PhD student, Lateef Adeleke, awarded the Donald M. and Janet C. Barnard Fellowship

Published
June 18, 2025

The Department of Linguistics is proud to celebrate PhD student Lateef Adeleke, who was recently awarded the prestigious Donald M. and Janet C. Barnard Fellowship for the 2025–2026 academic year. The fellowship recognizes Adeleke’s outstanding research, commitment to mentoring, and service to both the department and the broader field of linguistics.

Adeleke is currently leading a fieldwork project in Nigeria as the Principal Investigator on a multi-year grant from the Endangered Languages Documentation Programme (ELDP). His work focuses on the documentation of Uneme, an under-documented Edoid language spoken in Edo State, Nigeria.
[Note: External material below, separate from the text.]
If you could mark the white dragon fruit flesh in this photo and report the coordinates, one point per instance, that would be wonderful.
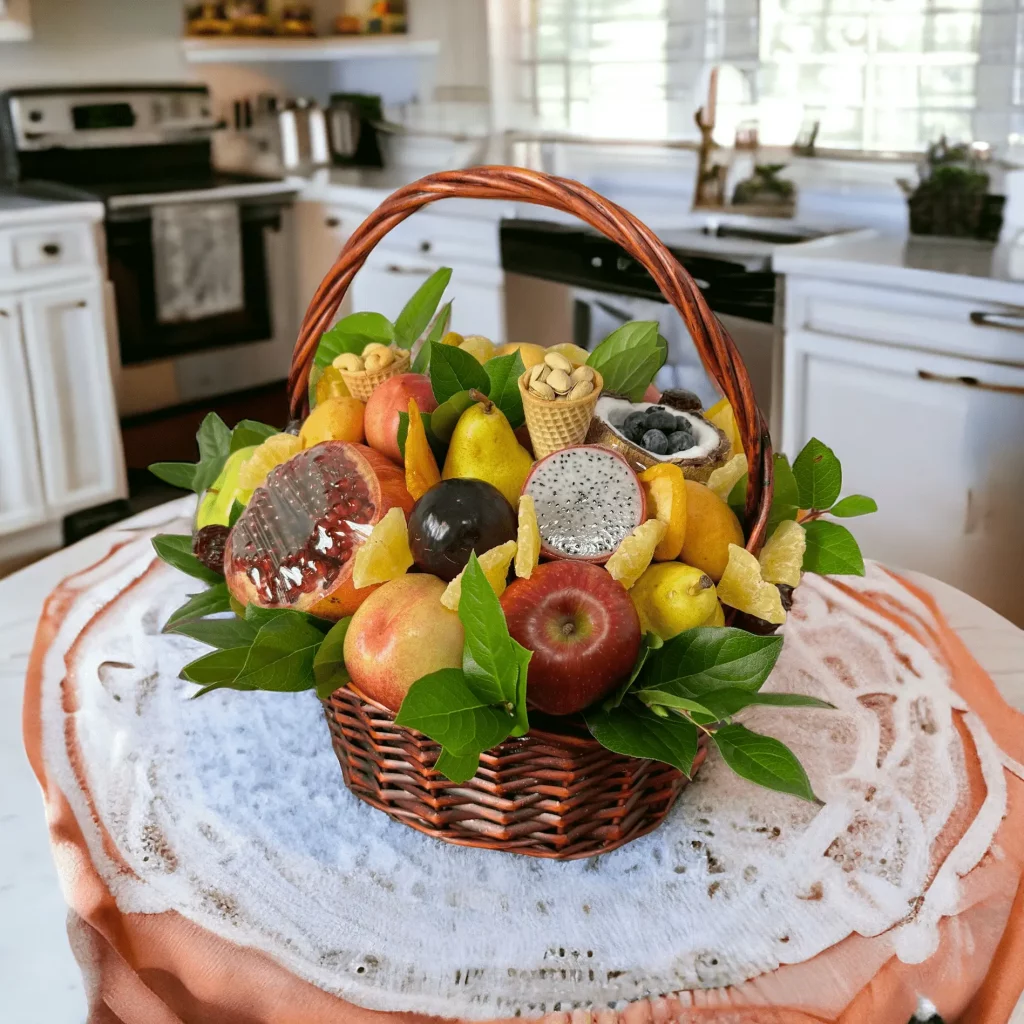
(588, 500)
Adeleke’s project involves recording naturalistic and procedural texts, eliciting linguistic data, oral histories, traditional blacksmithing vocabulary, and cultural rituals across several Uneme communities. The project also includes training documentation and archiving methods to local researchers, compiling a digital FLEx dictionary, creating an Automatic Speech Recognition (ASR) system for Uneme, and creating annotated audiovisual corpora to be archived with the Endangered Languages Archive (ELAR) in Berlin.

The fieldwork is deeply interdisciplinary, and Adeleke’s efforts will contribute significantly to increasing our knowledge of how indigenous groups with heritage knowledge adapt to the evolution of technology, social and economic practices. It will also be applicable to the language typologists, sociolinguists, and anthropologists who are interested in studying Edoid prehistory, especially in terms of linguistic internal evidence, ancient occupations, migration, identity, and socio-relations. It will provide insights into how material culture, migration, identity, occupation, and language evolve together.

We commend Lateef for his scholarly dedication and the global impact of his work.